As part of his solo show, "Beauty Business" at the Bass Museum of Art on Miami Beach, Wurm will debut his "Drinking Sculptures" for the first time in America. As the name implies, the pieces invite drinking.

The pieces are made to look like reconstructed pieces of vintage furniture, but when opened they'll be filled full with bottles of liquor. The bottles will be replaced as the night goes on. It's sort of reminiscent of Felix Gonzalez-Torres's candy piles, but, you know, with booze.

Though, ARTINFO reports there may be a catch when they come to Miami Beach:

Museum guards will act as bartenders. It's unclear at this point whether visitors will be able to drink freely from the sculptures, or whether the Bass will hire performers to get drunk in the galleries instead. According to museum officials, it's all up to Wurm.
Dear Bass museum, we are fully available to act as "performers" if you decided to go the obviously less democratic way. Though the museum's website does promise, "The viewer can open drawers and interact with the piece."

When the sculpture premiered Antwerp's Middleheimmuseum back in May, some viewers got so out of control that some of the works were damaged, and portions of the exhibit had to be closed off.

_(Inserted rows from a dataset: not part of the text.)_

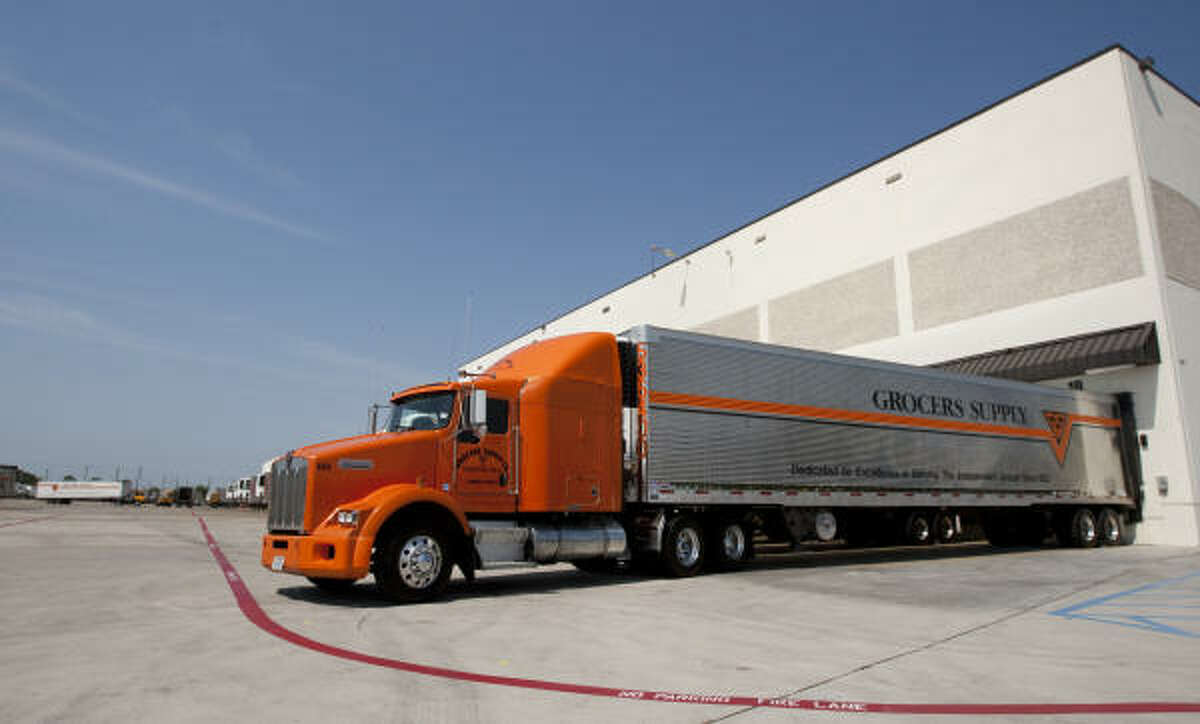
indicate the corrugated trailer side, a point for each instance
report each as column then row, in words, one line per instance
column 732, row 423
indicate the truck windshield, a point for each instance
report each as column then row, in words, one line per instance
column 431, row 411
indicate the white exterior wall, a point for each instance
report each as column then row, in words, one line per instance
column 853, row 267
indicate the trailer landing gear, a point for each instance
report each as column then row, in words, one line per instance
column 683, row 546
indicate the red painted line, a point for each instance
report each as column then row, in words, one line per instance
column 23, row 521
column 256, row 615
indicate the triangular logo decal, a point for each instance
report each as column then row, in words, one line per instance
column 1060, row 432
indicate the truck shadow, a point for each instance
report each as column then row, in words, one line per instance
column 539, row 582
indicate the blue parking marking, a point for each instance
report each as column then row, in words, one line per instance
column 1168, row 606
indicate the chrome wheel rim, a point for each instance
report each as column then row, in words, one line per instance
column 688, row 548
column 420, row 562
column 1087, row 528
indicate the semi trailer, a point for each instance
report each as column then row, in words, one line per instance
column 683, row 450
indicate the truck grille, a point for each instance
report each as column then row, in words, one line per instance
column 289, row 486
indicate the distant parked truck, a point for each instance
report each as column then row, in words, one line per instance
column 681, row 449
column 82, row 490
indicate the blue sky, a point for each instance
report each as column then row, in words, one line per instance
column 226, row 228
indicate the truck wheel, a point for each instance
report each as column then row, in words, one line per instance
column 1084, row 532
column 917, row 530
column 946, row 527
column 683, row 546
column 413, row 563
column 331, row 585
column 731, row 544
column 1111, row 527
column 600, row 566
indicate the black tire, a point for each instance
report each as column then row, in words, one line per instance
column 731, row 544
column 1110, row 527
column 413, row 562
column 331, row 585
column 1084, row 532
column 946, row 527
column 917, row 528
column 683, row 548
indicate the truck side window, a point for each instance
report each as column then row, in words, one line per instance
column 497, row 417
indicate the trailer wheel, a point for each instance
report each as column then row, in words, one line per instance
column 413, row 563
column 946, row 527
column 731, row 544
column 1111, row 527
column 683, row 546
column 331, row 585
column 917, row 528
column 1083, row 532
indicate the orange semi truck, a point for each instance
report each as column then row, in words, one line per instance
column 683, row 449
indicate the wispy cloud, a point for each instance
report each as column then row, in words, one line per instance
column 240, row 148
column 55, row 153
column 12, row 82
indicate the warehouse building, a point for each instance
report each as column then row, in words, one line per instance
column 1051, row 237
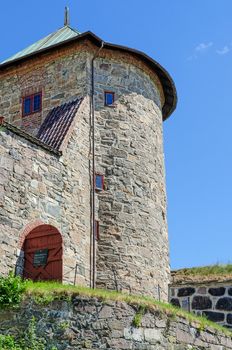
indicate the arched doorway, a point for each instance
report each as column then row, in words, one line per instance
column 43, row 254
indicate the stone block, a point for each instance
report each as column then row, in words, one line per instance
column 136, row 334
column 152, row 335
column 217, row 291
column 201, row 303
column 175, row 302
column 214, row 316
column 224, row 304
column 184, row 292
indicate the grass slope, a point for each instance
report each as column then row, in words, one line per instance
column 216, row 269
column 45, row 292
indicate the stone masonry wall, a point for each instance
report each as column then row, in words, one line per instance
column 133, row 246
column 37, row 186
column 213, row 300
column 93, row 324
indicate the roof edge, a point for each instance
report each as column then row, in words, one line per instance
column 28, row 137
column 167, row 82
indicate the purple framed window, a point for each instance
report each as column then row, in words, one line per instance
column 32, row 104
column 109, row 98
column 99, row 182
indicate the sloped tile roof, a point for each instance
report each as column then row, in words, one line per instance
column 61, row 35
column 55, row 126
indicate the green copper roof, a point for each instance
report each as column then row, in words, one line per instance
column 57, row 37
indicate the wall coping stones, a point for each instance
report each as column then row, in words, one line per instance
column 87, row 323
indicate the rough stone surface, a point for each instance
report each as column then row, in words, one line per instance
column 214, row 316
column 175, row 302
column 201, row 303
column 132, row 251
column 224, row 304
column 207, row 300
column 217, row 291
column 183, row 292
column 78, row 325
column 39, row 188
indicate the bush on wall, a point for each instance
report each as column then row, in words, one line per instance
column 11, row 290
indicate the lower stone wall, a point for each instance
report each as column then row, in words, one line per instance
column 86, row 323
column 213, row 300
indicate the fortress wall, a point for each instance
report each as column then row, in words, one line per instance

Wurm wasn't bothered.

"It came with this expectation and a certain habit and change of personalities with alcohol," he told ARTINFO. "I like this idea very much."



After the stop in Miami Beach, the works will travel to Dallas, and Wurm says, "I believe Texans might be able to hold their liquor a little better [than Floridians]."

The exhibit opens on December 1st and runs through March 4th.